The virginal maiden or swooning damsel, once a side character overshadowed by the swashbuckling male protagonist and his band of followers who sought to kill the beast, has now taken centre stage and also taken the beast for herself. Is this a triumph for feminism, female appropriation of the male canon, if you will? No, it is patriarchal Mormon doctrine swaddled in the guise of the American publishing and cinema cash cow. The ever-billowing pre-teen market needs constant fodder to feed its eager pre-pubescent audience. When I was young, my sisters and I were happy watching clean-cut programs like Sabrina (1996-2003), Lizzie Maguire (2001-4) and, of course, the irreplaceable Pokémon (1997-) with little if any focus on sexual attraction.
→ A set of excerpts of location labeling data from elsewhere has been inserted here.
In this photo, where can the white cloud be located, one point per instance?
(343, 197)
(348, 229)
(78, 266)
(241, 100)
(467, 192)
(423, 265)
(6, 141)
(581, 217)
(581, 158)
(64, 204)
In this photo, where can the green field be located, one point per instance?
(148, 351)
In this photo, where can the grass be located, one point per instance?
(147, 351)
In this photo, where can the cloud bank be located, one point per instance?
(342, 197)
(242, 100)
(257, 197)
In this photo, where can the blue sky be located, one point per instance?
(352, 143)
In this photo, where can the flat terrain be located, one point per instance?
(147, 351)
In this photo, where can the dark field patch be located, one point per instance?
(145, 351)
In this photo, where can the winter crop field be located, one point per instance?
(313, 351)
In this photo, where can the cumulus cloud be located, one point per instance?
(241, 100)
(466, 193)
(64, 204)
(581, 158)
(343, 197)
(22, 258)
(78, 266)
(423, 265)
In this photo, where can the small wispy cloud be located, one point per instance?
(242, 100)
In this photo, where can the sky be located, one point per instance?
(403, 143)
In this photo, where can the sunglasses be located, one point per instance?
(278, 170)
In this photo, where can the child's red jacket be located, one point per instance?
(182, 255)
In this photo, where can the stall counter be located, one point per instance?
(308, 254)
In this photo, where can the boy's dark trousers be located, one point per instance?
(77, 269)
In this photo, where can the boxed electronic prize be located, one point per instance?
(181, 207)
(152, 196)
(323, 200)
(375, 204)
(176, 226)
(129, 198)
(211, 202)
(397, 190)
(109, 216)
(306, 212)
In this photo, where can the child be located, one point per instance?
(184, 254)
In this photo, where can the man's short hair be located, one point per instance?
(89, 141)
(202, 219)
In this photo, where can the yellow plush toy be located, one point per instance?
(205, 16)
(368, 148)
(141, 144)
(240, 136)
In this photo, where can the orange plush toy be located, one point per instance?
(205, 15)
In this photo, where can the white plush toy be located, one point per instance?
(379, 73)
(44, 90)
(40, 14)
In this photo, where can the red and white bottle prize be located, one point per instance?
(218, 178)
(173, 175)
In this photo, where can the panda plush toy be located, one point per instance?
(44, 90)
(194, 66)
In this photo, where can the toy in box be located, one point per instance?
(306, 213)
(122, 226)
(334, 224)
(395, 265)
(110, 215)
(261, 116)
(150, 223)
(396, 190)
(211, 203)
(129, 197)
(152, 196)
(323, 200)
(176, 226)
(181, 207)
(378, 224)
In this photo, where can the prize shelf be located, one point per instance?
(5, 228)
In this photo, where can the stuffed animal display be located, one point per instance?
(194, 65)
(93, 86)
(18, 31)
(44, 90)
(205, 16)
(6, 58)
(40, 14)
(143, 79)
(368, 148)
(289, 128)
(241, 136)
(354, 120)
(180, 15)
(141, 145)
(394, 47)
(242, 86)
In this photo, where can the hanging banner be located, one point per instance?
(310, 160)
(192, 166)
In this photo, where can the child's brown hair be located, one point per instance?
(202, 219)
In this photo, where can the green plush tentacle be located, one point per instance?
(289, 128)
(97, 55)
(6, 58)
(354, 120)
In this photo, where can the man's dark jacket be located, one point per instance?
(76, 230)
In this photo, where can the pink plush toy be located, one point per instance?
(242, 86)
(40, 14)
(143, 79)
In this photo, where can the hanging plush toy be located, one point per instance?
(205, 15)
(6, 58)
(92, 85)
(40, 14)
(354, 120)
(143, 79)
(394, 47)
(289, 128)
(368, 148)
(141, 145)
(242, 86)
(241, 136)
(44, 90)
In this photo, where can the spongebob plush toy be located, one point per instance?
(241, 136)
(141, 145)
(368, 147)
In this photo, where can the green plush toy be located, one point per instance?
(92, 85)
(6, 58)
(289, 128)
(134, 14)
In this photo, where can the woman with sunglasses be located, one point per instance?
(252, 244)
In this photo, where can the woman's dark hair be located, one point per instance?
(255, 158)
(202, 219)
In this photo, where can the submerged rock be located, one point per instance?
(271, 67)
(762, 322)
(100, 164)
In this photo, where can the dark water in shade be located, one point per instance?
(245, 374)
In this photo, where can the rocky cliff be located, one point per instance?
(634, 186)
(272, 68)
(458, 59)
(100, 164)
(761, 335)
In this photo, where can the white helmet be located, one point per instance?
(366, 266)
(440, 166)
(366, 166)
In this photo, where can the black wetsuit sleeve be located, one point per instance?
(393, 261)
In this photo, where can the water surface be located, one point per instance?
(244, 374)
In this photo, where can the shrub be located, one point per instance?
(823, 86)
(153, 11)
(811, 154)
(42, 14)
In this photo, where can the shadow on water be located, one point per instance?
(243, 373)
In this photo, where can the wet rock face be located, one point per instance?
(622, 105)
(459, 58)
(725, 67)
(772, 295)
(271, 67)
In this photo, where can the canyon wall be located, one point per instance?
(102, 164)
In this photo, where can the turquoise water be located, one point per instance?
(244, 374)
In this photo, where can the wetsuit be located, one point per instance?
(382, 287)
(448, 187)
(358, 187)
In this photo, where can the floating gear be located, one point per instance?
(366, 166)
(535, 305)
While dark romance was once the province of awkward teenagers pining for love, now it has regressed to the level of childish fantasy and adults who simply won’t grow up.
All of this sounds quite grand and I don’t mean to portray Twilight and its ilk as anything other than drivel. I also see no need to distinguish between any of the other offerings like The Vampire Diaries. No, I bring up Twilight simply to illustrate how alternative cultural forms like the Gothic genre can be appropriated by the mainstream machine, chewed up and spit out as a quivering remnant of its former self. Its aesthetic integrity is diluted by the fact of universal appeal to the masses. Nothing is sacrosanct if it can make money for the media moguls. Admittedly the TV series True Blood did manage to suitably capture some of the savagery and bestiality that the Gothic – and vampires – are so well-known for, but then True Blood is obviously aimed at an older audience. Twilight is repugnant for its target market of children, though there are admittedly many cases of adult obsession with the dreary couple.
Mainstream “inspiration” from other genres is very common, and another contemporary example would be the endless wave of comic book/superhero adaptations that have swept the Hollywood film industry. I have absolutely no problem with this sheer entertainment and loved Thor (2011), The Avengers (2012) and The Amazing Spiderman (2012) in particular. In the case of Twilight and it’s clan, however, it’s a case of mainstream appropriation of subcultural forms of artistic expression meets the distribution of age-inappropriate material to pre-teens for economic gain by the industry. A weakened society and a loss of traditional moral signposts has been the result of more relaxed American attitudes to explicit sexual content filtering through into once stiff-lipped British culture. It is revealing that Fifty Shades of Grey by E L James (2011), the UK’s top best-selling book, began as Twilight fanfiction. The popularity of this sado-masochistic-erotic novel is staggering and shows no signs of slowing, but it is thankfully not aimed at children. Though it would be unthinkably totalitarian to restrict access to Meyer’s book and immediately make it twice as popular, the author must certainly be laughing all the way to an empty grave, as she struggles to stuff her many dollars in her pocket along with a well-thumbed Mormon prayer book.